Clearance Measurement Procedure
Take your feeler gauge out. The specs call for a clearance of 0.003" to 0.005" for both intake and exhaust. In mm, it's 0.08 mm to 0.13 mm.
Make sure the gauges are clean and free of dirt. Oil is okay (they will be oily afterward anyway).
Put the smallest gauge between the bottom of the adjustment screw (e.g. part number "11") and the end of the valve stem (e.g. part number "31"). If it fits, that's okay. Keep moving up in sizes until they won't fit. See a) through c) for the various cases. As for actually getting the gauges between the adjustment screw and the valve stem, it can be tricky. What I recommend: 1st, make sure there is plenty of light. If you are on the left side of the bike, measure the clearance on the right side while holding the rocker arm up with your other hand (remember there should be little play). Even if the gauge will fit, it may be tricky to get it in there. Practice sliding it in and out until you are sure you are measuring the right thing! I had the most success pushing the gauge straight in, but you can get them in from the side.
If the 0.005" fits, but not the 0.006", the clearance is to spec. Go to step 6) of "ADJUSTING THE CLEARANCE." However, you may want to tighten them up just a little. Your call.
If the 0.003" won't fit, your valves are too tight. Go to "ADJUSTING THE CLEARANCE."
If the 0.005" fits, try the next size up. If the next size up and so forth fits, the clearance is too loose. Go to "ADJUSTING THE CLEARANCE."
Adjusting The ClearanceIf your valve stem - rocker arm adjustment screw clearance is out of spec, it's time to adjust the clearance.
Now the 10 mm offset wrench comes in very handy. You can also use a 10 mm socket w/ a ratchet (1/4" drive is easiest), but you can't hold the screw in place while you tighten the locking nut later w/ the ratchet. You may be able to get a regular 10 mm wrench in there, but not easily and you may mess up the nuts.
Loosen the locking nut(s) with the 10 mm wrench. This means turning the nut counter clockwise as you look down on it. This will bring the nuts "up," towards where the gas tank would normally be. If you are still not sure, point the thumb on your RIGHT HAND up, and your fingers will point in the direction you should turn the wrench.

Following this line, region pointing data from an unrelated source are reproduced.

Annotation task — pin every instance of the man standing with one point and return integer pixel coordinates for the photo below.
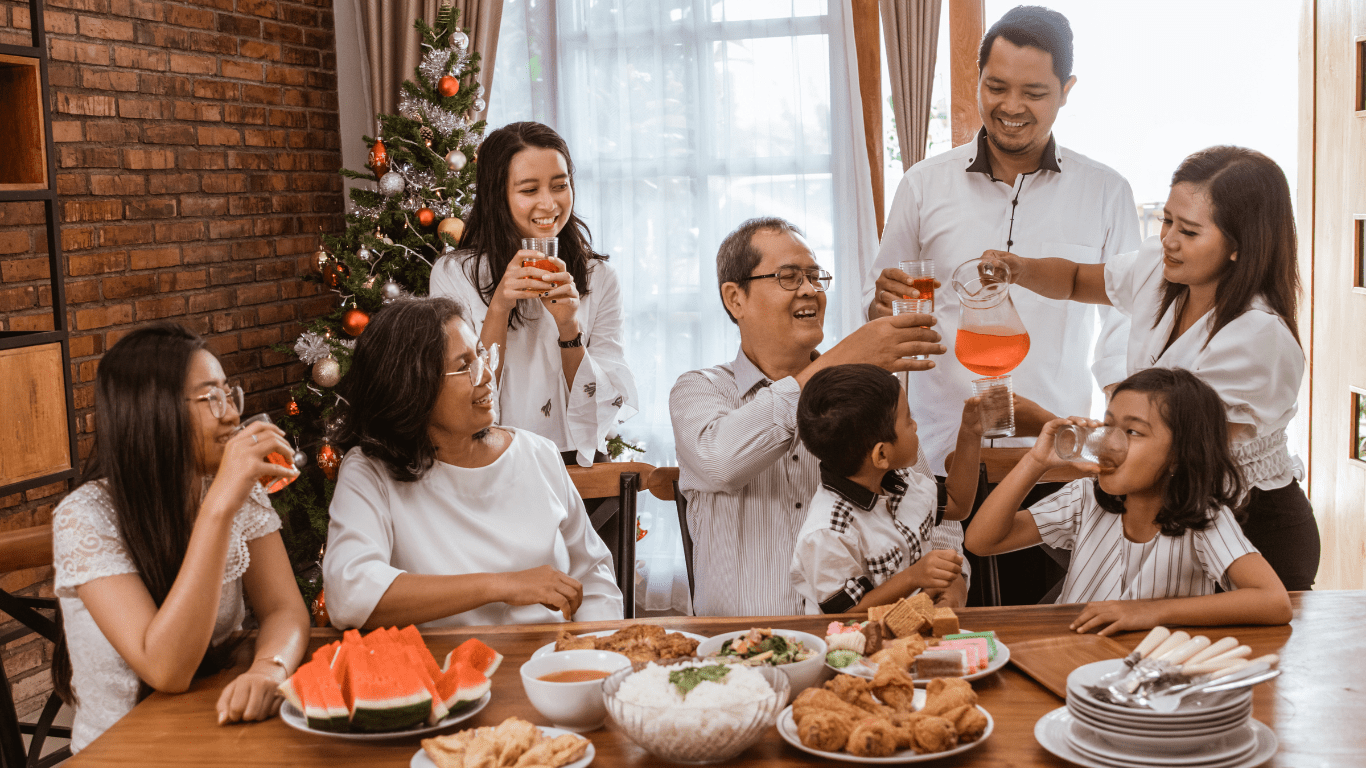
(746, 474)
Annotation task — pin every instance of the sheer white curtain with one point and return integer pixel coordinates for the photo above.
(686, 118)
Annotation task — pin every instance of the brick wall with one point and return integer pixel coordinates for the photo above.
(197, 153)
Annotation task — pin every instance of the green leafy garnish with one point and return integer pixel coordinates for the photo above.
(691, 677)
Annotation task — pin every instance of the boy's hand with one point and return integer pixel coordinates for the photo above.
(936, 570)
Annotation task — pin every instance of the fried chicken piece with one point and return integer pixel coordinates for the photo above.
(827, 731)
(935, 734)
(820, 700)
(872, 737)
(943, 694)
(969, 722)
(895, 688)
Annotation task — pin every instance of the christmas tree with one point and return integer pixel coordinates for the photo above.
(424, 166)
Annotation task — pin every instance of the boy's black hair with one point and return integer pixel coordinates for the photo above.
(844, 410)
(1202, 474)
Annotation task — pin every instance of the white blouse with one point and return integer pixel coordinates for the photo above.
(518, 513)
(86, 545)
(1108, 566)
(532, 392)
(1254, 362)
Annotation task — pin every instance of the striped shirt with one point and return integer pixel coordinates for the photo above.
(1108, 566)
(747, 480)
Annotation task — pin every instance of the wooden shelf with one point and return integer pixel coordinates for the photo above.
(23, 164)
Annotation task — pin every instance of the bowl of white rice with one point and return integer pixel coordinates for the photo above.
(695, 709)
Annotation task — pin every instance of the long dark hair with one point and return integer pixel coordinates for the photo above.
(1251, 207)
(493, 235)
(392, 386)
(146, 454)
(1202, 474)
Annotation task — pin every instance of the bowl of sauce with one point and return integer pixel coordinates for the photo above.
(566, 686)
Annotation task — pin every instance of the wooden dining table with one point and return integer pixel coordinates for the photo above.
(1317, 707)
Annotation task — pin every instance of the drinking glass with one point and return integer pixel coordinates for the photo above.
(914, 306)
(271, 483)
(922, 278)
(1105, 446)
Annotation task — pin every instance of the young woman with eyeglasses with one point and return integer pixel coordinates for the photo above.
(440, 517)
(564, 372)
(165, 536)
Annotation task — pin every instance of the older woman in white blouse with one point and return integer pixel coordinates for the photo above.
(440, 518)
(1216, 294)
(563, 372)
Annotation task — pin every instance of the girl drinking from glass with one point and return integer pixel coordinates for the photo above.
(1217, 295)
(170, 530)
(563, 372)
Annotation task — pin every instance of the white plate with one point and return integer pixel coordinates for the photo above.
(787, 729)
(293, 718)
(549, 647)
(1053, 731)
(868, 670)
(421, 760)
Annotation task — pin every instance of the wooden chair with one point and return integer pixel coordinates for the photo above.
(619, 481)
(664, 485)
(21, 550)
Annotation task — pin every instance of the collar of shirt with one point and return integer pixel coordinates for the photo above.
(982, 163)
(855, 494)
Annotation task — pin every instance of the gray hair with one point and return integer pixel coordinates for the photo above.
(738, 257)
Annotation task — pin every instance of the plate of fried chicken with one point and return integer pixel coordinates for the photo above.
(887, 719)
(638, 642)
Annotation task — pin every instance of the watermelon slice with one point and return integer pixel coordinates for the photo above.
(478, 656)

Don't go crazy, sure and steady doesn't strip the nut or bend the adjustment screw. DO NOT REMOVE THE NUTS. If they fall into the engine... well, God help you.

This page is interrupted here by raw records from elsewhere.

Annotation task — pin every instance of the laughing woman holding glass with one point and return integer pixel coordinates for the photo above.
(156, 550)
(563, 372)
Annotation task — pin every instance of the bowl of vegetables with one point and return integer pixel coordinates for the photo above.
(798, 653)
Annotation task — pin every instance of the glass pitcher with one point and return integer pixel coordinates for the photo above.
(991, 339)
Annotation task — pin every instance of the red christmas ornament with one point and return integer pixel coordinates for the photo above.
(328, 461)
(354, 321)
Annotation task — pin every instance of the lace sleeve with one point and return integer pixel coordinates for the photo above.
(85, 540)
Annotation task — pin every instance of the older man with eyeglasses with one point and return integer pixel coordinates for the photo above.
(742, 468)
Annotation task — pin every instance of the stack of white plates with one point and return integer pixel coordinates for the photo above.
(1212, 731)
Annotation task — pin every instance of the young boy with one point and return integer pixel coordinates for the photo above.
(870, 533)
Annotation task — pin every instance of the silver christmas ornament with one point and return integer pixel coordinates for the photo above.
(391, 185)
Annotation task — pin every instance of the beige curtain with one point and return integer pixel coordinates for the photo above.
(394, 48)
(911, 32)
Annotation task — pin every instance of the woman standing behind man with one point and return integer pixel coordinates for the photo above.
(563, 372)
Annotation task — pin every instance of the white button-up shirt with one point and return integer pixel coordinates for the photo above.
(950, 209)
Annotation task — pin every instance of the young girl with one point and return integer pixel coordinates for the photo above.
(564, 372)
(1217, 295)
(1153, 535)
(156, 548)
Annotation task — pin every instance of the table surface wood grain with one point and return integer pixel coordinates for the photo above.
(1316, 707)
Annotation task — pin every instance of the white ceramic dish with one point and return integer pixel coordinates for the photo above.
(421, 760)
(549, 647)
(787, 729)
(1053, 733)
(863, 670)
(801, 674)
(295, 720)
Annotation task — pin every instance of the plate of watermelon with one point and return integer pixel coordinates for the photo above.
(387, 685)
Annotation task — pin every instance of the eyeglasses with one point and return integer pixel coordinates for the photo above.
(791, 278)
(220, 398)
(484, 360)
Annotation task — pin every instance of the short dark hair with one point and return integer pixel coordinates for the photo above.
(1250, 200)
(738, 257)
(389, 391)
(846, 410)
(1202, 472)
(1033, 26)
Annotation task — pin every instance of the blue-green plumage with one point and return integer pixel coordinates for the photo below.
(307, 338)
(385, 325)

With a flat head screw driver, loosen (same direction as immediately above) the adjustment screw.
Insert the CLEAN feeler gauge of your choice between the adjustment screw and the end of the valve stem as before. I used the 0.004".
With the gauge still in there, tighten the adjustment screw. You should be able to remove the feeler gauge with a small amount of effort, i.e. there should be a little pressure on the gauge, but not a lot. Finger tighten the locking nut.

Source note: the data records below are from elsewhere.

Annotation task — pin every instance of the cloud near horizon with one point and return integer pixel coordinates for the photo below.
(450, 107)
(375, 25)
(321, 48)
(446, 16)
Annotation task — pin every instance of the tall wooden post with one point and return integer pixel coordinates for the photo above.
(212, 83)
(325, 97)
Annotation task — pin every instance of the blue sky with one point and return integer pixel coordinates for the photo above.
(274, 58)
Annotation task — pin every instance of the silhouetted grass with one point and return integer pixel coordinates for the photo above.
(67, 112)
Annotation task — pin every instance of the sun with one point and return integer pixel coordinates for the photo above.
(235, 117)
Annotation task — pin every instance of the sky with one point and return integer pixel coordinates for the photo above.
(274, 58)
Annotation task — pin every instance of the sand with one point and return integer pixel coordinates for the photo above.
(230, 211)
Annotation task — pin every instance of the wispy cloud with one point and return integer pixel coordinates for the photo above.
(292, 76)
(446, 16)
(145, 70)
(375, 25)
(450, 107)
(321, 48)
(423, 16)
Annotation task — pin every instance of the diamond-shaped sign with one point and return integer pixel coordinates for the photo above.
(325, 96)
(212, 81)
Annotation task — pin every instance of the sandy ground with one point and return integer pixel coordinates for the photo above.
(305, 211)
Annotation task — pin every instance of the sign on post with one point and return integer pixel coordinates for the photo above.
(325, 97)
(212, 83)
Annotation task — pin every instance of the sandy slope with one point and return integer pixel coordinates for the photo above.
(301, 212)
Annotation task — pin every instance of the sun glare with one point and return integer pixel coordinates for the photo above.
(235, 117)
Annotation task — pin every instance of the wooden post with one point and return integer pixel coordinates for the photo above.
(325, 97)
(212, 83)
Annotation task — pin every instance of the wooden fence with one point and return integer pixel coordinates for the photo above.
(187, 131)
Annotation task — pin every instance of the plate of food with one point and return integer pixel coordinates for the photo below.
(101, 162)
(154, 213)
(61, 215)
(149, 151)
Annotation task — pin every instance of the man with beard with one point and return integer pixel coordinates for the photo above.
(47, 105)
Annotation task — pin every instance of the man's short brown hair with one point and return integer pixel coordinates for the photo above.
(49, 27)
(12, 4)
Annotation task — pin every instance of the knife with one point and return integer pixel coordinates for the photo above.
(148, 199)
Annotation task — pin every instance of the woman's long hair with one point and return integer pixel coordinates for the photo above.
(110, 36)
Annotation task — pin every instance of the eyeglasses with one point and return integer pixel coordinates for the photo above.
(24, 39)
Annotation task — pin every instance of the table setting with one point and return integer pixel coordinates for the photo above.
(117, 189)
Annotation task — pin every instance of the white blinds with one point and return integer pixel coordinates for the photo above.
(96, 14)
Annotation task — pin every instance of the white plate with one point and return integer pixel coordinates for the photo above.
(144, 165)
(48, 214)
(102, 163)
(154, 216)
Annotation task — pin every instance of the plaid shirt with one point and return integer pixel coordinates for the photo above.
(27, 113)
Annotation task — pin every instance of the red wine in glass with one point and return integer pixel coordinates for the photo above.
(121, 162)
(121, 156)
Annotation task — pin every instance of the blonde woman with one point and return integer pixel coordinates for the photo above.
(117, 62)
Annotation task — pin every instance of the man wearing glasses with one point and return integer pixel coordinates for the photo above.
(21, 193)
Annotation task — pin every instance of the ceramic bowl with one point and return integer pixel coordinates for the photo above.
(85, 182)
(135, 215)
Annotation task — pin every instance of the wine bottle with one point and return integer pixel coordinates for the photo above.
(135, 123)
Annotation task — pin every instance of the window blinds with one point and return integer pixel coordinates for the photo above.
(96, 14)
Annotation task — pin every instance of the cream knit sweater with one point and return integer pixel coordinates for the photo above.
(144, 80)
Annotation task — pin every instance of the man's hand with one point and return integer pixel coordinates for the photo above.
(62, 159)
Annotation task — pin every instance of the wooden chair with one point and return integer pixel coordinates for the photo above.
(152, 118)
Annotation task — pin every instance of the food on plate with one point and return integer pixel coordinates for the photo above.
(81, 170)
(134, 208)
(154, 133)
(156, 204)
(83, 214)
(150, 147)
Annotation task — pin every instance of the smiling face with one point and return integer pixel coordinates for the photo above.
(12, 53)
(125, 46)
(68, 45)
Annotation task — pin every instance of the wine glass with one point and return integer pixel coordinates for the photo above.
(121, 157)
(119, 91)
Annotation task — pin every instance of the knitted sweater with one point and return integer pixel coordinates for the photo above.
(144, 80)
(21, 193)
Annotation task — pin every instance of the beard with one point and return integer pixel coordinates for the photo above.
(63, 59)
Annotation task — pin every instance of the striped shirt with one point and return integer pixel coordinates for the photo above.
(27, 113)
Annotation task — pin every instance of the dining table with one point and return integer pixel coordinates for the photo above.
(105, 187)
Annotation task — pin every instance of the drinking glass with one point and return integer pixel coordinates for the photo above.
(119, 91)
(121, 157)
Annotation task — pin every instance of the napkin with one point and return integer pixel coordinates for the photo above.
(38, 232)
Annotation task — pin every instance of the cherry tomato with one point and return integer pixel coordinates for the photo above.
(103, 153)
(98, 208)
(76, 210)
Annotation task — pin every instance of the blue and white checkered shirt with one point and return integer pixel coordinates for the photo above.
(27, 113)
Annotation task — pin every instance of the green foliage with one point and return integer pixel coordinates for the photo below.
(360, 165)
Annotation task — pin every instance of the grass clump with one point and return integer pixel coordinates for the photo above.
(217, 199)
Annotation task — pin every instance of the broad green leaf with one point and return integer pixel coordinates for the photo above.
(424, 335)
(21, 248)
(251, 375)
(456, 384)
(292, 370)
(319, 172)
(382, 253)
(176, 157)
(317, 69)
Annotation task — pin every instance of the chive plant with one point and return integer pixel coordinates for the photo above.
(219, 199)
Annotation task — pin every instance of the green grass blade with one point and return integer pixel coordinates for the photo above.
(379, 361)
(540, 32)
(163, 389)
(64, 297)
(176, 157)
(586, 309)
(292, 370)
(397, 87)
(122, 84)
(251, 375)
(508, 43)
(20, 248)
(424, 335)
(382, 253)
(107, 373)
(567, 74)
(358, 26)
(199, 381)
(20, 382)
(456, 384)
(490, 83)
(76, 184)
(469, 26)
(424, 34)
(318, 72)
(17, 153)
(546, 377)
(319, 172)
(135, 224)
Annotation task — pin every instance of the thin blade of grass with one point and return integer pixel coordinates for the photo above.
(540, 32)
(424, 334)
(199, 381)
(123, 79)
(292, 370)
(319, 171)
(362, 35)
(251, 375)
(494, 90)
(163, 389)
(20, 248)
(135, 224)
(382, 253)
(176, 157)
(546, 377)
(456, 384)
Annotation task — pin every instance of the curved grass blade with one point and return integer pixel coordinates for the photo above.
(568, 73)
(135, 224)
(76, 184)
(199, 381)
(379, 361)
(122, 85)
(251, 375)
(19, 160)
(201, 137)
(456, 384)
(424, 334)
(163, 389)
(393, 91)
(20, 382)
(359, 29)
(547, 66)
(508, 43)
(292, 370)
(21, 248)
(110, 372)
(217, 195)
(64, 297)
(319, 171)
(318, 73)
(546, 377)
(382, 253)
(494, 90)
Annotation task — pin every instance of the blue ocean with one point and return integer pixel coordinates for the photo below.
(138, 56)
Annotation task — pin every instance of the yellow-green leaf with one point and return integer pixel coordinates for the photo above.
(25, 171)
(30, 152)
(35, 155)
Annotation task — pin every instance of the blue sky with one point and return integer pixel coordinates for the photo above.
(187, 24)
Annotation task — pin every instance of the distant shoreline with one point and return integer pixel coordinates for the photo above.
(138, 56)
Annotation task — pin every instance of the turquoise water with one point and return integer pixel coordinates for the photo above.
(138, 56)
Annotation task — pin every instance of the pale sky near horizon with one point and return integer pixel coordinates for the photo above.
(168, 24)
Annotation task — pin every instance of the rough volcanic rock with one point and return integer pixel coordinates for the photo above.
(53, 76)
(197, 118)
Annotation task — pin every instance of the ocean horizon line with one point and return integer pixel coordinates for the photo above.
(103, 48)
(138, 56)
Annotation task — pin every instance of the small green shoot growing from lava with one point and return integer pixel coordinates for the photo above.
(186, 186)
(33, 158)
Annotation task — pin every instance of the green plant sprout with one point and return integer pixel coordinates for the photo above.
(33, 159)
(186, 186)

Put the 10 mm wrench back on the the locking nut, and put the screw driver into the adjustment screw. Hold the screw in place and tighten the nut.
Recheck the clearance. If it is out of spec, go back to step 1).
You must do this for all 4 valves.
If you are successful, you are nearly done, but I STRONGLY RECOMMEND TURNING THE FLYWHEEL SEVERAL TIMES, RESET IT TO TDC ON THE COMPRESSIONS STROKE, AND RECHECKING THE CLEARANCES ON ALL FOUR VALVES. If the clearance is good, bolt everything back up.
If you have a torque wrench, you can get at the exhaust (front) bolts fairly easily, but not the rear ones (well, with a 3/8" drive, anyway). If you do not have a torque wrench that fits, use your 10 mm wrench. Tighten them firmly, but again, don't go crazy. Finger tight and then a bit more than wrench firm, maybe 1/8 to 1/4 turn. 6-8 ft-lbs is the proper torque.
When reinstalling the timing inspection plug, make sure it is not cross threaded.
Once the covers are back on, you should still have some gas in the carb. Start the bike up and listen. You should hear SOME valve noise, but not a lot. IF YOU HEAR LOTS OF VALVE NOISE, YOU PROBABLY ADJUSTED THE VALVES AT TDC ON THE EXHAUST STROKE. START OVER. This loud noise will be really obvious. You've never heard it before on your bike. Do not ride it. Let the engine cool overnight, go get drunk, and start over tomorrow.